The satisfaction of these three options in their totality is not enough. To leverage the fullest impact, these metrics must tie into each other, and need to be connected back to a narrative. Why is this data being collected and what actions are influenced by the knowledge of this data? The data collection enables the evaluation of sustainability and understanding the birth, growth, and evolution of an open source technology product. Influenced actions can include moving more human resources (i.e. contractors or staff) to support a project, adopting a new open source best practice, and/or engaging new customers, talent, or other leads based on participation in the community.
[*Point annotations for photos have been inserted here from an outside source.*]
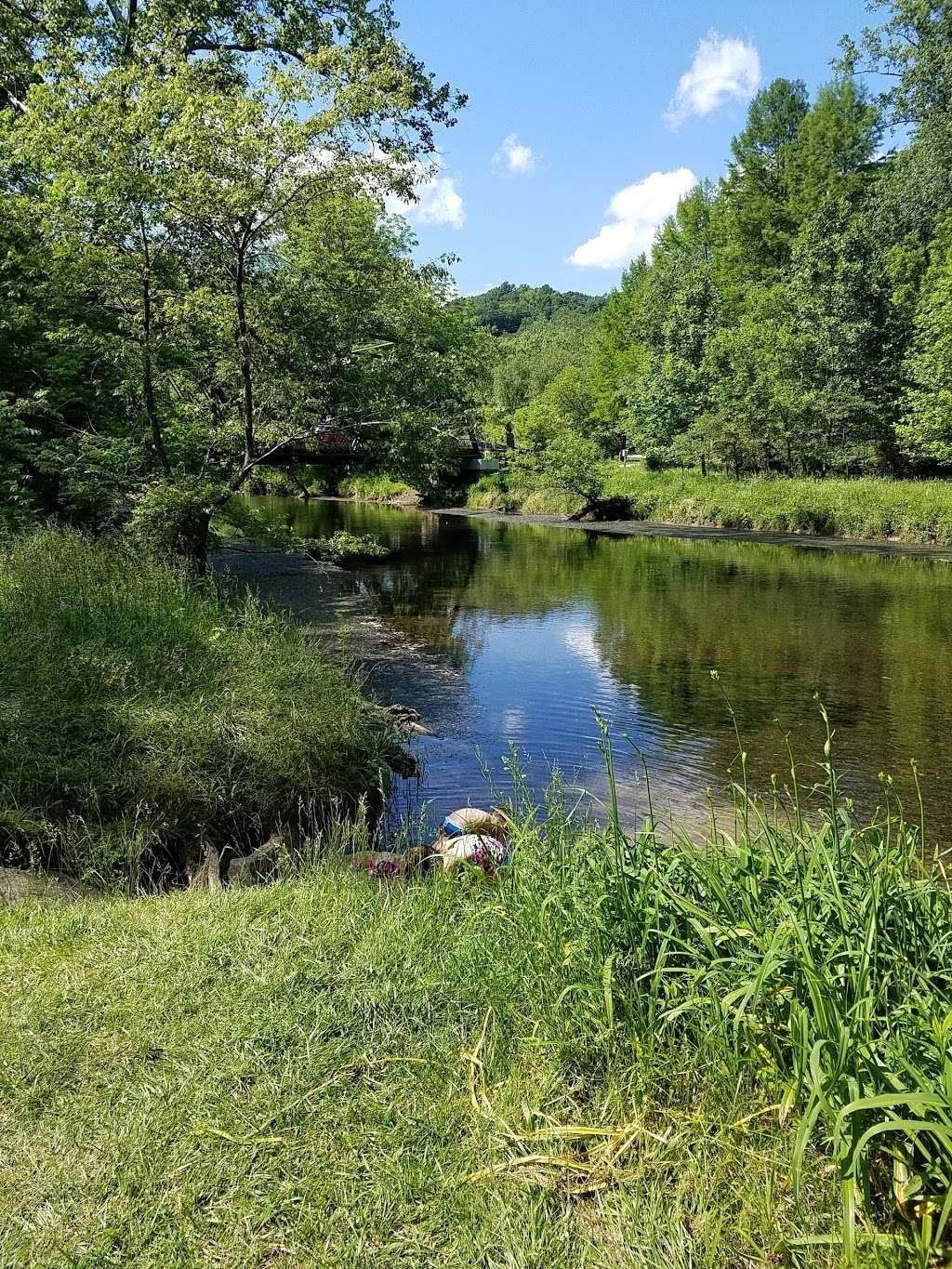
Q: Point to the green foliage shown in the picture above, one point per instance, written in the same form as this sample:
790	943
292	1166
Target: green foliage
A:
139	706
374	487
172	519
507	309
871	507
197	270
927	430
774	327
778	994
343	547
573	465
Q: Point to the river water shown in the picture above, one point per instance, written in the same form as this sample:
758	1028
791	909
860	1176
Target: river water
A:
516	635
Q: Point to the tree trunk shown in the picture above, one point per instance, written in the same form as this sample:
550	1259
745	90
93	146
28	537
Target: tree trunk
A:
148	383
244	344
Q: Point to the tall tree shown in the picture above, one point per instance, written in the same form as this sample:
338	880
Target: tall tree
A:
926	431
756	218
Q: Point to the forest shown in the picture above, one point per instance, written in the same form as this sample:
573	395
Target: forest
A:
205	270
198	267
795	316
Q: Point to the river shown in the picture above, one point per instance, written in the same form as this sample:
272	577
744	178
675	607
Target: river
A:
510	637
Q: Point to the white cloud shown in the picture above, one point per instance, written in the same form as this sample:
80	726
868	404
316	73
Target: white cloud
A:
514	156
636	212
722	70
438	201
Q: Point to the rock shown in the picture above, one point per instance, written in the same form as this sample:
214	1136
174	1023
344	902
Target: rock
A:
405	719
207	876
260	866
24	883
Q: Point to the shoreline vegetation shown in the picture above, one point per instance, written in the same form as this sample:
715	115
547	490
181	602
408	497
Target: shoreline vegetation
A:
632	1049
152	716
875	509
872	508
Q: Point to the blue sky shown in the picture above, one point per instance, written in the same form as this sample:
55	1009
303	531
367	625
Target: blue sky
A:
573	103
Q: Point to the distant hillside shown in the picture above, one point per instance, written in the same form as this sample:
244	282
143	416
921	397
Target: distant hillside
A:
507	308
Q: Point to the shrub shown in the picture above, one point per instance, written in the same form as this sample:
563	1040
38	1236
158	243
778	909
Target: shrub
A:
173	521
344	547
139	705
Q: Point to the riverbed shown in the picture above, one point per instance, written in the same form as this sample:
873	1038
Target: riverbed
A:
511	640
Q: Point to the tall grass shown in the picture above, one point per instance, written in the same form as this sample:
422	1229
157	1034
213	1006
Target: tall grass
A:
372	487
861	508
143	713
617	1054
810	957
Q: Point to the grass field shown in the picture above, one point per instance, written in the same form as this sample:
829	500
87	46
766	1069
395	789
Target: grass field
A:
862	508
372	487
629	1051
145	713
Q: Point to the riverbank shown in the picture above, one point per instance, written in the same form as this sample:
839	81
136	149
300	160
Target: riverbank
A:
628	1051
152	716
707	533
862	509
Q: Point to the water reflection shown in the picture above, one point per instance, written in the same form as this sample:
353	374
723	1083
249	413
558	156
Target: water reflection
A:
514	633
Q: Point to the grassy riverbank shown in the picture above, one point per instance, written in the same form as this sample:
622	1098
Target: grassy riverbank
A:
864	508
629	1051
374	487
145	712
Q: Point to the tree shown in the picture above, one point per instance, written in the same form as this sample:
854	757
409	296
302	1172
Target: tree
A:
910	51
566	403
840	293
172	153
926	431
756	221
758	417
834	148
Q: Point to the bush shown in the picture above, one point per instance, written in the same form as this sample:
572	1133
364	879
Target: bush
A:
173	521
142	715
344	547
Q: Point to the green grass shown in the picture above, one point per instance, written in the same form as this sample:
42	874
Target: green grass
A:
143	713
374	487
631	1050
343	547
330	1073
861	508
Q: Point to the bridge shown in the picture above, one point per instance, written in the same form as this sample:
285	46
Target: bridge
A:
333	448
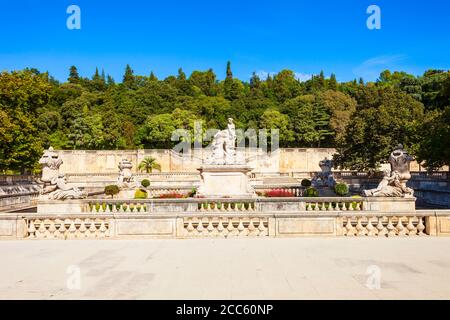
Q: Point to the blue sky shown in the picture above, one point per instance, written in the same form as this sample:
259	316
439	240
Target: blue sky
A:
255	35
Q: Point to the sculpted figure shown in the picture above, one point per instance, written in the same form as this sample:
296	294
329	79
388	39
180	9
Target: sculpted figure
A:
50	162
125	174
59	190
394	182
325	178
224	146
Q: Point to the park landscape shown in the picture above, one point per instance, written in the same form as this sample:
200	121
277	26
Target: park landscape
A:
202	185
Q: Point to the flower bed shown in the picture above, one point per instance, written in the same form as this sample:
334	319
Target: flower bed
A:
279	193
172	195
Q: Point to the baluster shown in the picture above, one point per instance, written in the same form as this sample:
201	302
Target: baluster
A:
82	229
41	230
350	206
382	231
391	229
251	228
190	227
372	230
51	229
200	228
360	228
401	231
210	226
421	227
220	227
103	229
72	230
412	231
330	206
351	231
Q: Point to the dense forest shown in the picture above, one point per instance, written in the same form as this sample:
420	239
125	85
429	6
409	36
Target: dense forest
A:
362	120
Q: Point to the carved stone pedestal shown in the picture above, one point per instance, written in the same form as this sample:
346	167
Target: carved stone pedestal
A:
225	181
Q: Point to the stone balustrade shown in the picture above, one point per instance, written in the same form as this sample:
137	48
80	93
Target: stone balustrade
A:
386	225
67	228
250	217
18	201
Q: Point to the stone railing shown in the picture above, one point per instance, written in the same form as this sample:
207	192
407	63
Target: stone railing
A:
250	217
67	228
7	179
388	225
18	201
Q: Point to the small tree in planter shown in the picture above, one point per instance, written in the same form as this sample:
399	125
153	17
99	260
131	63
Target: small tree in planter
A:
306	183
112	190
341	189
149	164
311	192
140	194
145	183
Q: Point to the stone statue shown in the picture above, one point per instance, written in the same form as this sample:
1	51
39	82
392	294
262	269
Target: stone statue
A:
59	190
50	162
55	184
325	178
125	174
394	181
224	146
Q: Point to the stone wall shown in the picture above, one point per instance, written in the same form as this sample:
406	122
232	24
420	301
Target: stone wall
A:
186	218
281	161
99	161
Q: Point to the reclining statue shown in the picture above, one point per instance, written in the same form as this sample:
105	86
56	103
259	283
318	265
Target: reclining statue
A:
59	190
394	181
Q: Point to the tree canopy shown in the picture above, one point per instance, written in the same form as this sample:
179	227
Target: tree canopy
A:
363	120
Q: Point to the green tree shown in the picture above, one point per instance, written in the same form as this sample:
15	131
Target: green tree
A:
74	77
374	131
148	164
273	119
434	148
Measuring collaboration platform activity is not black and white. Many new questions would likely come forward as part of measuring this activity. Yet this is the point—it lays the foundation for the next layer to the data collection, analysis, and reporting process around sustainability.
Question: What was the cost of an organization for its employees to create the counted contributions (e.g., commits, issues, and pull requests)?chaoss.community/metric-labor-investment/
This metric is perhaps the most ambitious of the group. How do you measure labor investment into an open source project? Or literally, the number of person-hours that go into software design, development, co-creation, and community management? It feels like a gargantuan effort, but there may be better ways to measure this in connection to other data the UNICEF Venture Fund is already connected about the businesses.
Measuring labor investment impacts two narratives: the rate of development on the open source work, and the impact of UNICEF investment into a company backing an open source work.
Firstly, understanding the rate of development on an open source work is easier to infer by understanding who is allocated on a project and how much of their time they dedicate to it. If a team of three contributors spares a few hours a week, it will mean something different compared to a team of five engineers spread across different disciplines working full-time. Mapping the labor investment for open source projects supported by UNICEF would enable better planning by understanding the typical labor investment in open source workplan tasks as piloted by other Venture Fund portfolio companies.
Secondly, this gives us a new way of talking about the impact of UNICEF Venture Fund investments as an investment not only in software products but also in labor. It gives us insight into the investment of labor in software engineering talent among portfolio companies. How does this measurement change over time of the investment? Do projects receive more or less investment of labor during the 12 month period we work with them? This could also be used as a proxy metric for the impact of our unique mentorship and coaching opportunities.
Knowing is half the journey. Even if the knowledge is not yet firmly rooted. The analysis and introspection are from me as an individual working among the UNICEF Venture Fund and do not represent the views and beliefs of UNICEF or the UN in any capacity. My intent is that by sharing this analysis in the open, it allows for a space where conversation can spark where it could not before. It also invites others to share ideas, feedback, and constructive criticism of an emerging metrics strategy for investments made into the open source ecosystem.
Next, more layers can be added and internal and external validation can help to keep this moving forward. An implementation plan would be the next step to follow this post. The implementation plan considers the process of how start-up companies move through the Venture Fund from start to finish. Who interacts with the companies and when? At what point is a company ready to begin building in a new metric or count in their monthly metrics? Do they understand the implications and assessments of these metrics? At what points in the process is data already being collected? Could these new data requests be added to existing requests? And so on.
I hope to formalize some of this new reporting and metrics strategy in upcoming cohorts in 2022, as part of a renewed effort into communicating how our open source investments tie into sustainable impact towards the U.N. Sustainable Development Goals.
This post will serve as a milestone marker on the metrics strategy discussion in the coming one to two months. See you in 2022.